Une voix s’éleva, provenant de la partie basse de la salle.

— Elle, une héroïne ? Vraiment ? Et où était-elle quand c’est arrivé ?

Une femme d’une solide corpulence et d’un âge certain s’était levée, en furie. Elle s’avançait vers l’estrade, suivie d’une autre femme, plus jeune.

— Maman, calme-toi, arrête !

— Hein ? Où étiez-vous quand ils sont arrivés pour nous massacrer ?

Tara s’était aussi levée afin de mieux distinguer l’origines des récriminations.

— Décidément, c’est un lieu propice aux esclandres.

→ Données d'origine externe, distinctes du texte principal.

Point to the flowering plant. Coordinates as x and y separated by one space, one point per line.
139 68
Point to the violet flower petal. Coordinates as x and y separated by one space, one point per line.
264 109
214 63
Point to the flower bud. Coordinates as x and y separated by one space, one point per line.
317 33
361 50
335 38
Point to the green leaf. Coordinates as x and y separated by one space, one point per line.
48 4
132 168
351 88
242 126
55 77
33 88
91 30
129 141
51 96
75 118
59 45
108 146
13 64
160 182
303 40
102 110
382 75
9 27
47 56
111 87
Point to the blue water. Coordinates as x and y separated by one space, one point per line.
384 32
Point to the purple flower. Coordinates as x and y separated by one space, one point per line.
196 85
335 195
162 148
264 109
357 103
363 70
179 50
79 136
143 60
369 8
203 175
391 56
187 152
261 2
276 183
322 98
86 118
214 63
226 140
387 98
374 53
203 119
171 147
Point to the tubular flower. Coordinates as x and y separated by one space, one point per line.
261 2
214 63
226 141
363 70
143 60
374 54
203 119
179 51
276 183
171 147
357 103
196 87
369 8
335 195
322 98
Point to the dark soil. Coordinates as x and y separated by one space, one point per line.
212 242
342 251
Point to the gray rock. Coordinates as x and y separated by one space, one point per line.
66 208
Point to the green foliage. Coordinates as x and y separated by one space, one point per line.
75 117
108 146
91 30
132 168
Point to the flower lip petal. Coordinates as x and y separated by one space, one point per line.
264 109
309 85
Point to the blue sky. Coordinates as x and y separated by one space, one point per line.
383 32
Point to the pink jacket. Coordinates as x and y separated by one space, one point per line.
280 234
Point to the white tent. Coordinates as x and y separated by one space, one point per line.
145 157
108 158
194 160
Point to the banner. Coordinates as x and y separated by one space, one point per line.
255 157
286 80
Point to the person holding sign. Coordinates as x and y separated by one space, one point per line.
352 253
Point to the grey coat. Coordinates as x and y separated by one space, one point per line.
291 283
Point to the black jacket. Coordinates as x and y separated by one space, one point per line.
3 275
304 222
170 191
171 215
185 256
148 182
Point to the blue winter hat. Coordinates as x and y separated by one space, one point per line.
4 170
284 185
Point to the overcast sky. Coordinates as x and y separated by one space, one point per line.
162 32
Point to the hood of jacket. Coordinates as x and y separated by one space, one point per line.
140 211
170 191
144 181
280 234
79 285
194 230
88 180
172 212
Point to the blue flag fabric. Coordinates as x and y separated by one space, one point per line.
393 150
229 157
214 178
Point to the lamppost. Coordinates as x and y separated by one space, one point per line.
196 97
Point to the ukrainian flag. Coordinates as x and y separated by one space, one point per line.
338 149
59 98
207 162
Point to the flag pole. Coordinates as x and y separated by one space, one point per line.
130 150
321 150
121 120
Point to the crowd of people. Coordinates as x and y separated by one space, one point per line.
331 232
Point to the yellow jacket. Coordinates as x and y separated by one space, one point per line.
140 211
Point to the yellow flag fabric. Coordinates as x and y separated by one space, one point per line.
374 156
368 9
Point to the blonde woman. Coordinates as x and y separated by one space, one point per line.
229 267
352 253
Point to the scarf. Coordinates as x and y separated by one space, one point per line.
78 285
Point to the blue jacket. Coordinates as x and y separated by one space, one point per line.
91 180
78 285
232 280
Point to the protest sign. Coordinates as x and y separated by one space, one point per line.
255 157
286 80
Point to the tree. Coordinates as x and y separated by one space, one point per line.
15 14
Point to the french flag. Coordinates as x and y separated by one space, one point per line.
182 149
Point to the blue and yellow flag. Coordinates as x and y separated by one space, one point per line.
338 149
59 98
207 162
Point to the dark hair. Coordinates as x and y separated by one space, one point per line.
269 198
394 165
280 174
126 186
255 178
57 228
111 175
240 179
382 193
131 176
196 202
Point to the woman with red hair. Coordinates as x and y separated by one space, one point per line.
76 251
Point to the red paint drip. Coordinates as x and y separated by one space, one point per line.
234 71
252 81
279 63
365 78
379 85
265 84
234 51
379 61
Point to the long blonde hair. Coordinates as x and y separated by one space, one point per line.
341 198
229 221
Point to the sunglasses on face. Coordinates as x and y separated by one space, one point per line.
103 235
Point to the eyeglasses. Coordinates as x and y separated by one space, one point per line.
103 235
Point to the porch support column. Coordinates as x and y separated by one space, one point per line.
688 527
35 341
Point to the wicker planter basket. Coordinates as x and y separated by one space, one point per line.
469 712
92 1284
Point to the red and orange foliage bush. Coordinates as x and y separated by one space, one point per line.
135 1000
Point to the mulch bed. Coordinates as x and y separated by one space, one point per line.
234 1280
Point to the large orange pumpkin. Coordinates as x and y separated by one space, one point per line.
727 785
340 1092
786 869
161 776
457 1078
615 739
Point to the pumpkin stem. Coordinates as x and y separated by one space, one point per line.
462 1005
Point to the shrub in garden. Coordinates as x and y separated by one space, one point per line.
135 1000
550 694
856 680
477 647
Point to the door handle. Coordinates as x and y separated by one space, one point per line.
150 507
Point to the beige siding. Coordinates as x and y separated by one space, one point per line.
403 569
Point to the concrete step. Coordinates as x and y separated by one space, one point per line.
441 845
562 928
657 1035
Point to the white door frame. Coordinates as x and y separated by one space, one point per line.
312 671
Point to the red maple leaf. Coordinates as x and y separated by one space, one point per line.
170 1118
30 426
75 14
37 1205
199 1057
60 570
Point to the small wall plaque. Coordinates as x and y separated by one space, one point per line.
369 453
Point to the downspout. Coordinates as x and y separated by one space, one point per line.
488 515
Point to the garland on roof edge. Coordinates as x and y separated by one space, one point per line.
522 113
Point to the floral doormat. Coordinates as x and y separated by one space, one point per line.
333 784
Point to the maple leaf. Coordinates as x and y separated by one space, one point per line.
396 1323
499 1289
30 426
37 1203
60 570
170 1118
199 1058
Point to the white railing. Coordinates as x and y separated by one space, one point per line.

Elle n’en dit pas plus. Elle croisa le regard de son accusatrice. Sa respiration s’arrêta un instant.

— Oui, c’est donc bien toi, je t’ai bien reconnue… mais…

Elle leva la main pour apaiser les dragons attablés proches de la femme, alors qu’ils s’étaient redressés au cas où il serait nécessaire de la maîtriser.

— Du calme. Je la connais…

— Qui est-ce ? demanda Yahel.

— Un vieux fantôme… dit-elle tout bas avant de continuer. Petit frère, où est-il ? Non, ne me dis pas, dit-elle après avoir cessé de chercher du regard. S’il n’est pas avec toi, et pour que tu te mettes dans tous tes états, c’est qu’il est…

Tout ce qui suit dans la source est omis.